Looking back over your career, what has been your most memorable case?
It was an older woman who came with critical left main disease and pulmonary oedema. I had to go, as a young petite woman with little experience, and explain to her family (tall men, many of whom were older than me) that I would need to put in a mechanical circulatory device and stent her left main artery. I will never forget how difficult it was to impress them and gain their trust. But, it was that case that taught me to be self-confident. It paid off and I learned how to assert myself when discussing complicated management plans. She did well and was my patient for many years later.
What can interventional cardiology do to better attract young physicians into the field?

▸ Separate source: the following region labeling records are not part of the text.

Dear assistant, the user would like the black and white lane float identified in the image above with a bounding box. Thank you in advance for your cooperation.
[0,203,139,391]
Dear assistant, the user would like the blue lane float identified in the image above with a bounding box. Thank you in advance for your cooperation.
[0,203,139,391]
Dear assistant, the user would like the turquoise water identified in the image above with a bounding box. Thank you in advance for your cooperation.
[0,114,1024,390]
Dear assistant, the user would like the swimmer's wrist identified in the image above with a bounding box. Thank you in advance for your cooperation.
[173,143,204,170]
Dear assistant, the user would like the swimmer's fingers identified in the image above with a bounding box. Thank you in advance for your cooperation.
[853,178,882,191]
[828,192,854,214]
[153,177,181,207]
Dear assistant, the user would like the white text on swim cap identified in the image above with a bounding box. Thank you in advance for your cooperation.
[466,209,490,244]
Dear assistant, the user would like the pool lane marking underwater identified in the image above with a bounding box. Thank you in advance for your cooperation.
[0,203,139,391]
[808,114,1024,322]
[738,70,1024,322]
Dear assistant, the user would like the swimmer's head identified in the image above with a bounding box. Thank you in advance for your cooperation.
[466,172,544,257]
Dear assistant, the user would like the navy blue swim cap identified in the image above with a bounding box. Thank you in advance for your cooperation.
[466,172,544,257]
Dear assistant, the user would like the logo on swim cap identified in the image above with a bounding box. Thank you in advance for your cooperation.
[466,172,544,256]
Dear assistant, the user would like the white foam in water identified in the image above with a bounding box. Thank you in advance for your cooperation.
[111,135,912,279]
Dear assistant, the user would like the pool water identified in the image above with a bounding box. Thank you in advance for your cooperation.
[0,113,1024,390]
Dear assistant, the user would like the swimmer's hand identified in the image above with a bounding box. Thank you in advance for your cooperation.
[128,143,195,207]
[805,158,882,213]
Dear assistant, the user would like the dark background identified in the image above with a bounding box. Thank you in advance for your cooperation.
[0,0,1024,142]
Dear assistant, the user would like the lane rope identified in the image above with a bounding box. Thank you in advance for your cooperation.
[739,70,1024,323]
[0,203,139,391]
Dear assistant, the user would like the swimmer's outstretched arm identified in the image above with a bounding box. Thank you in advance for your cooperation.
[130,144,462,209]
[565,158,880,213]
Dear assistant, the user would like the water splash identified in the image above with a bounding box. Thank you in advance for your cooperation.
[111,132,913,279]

Training in interventional cardiology generally focuses on two key areas: skill and judgement development. As the cath lab volume drops globally, integrating simulation and research in the core training can overcome the issue of volume. More importantly, it is important to instil in trainees the principle of lifelong learning. This is integral as the field is always evolving with new data, and new and more refined devices and techniques. As for the judgement, I find this is an area that requires meticulous effort. Trainees need to attend mortality and morbidity rounds, heart team meetings and assume leadership roles in order to exercise judgment. Judgment is critical—not only in decision making but in the basic communication with patients, families and colleagues. At some point during their training, candidates should be given the opportunity to be the primary communicator with the families and to lead care team discussions. This is how empathy and wisdom grow, both integral to a field that deals with life and death situations on a daily basis.
Outside of medicine, what are your hobbies and interests?
Before the pandemic, I enjoyed travel and exploring new cultures, cuisines, and visiting historic sites. I now enjoy some quiet time with a good book or some uninterrupted family time with the kids. They are a wonderful source of energy and fun.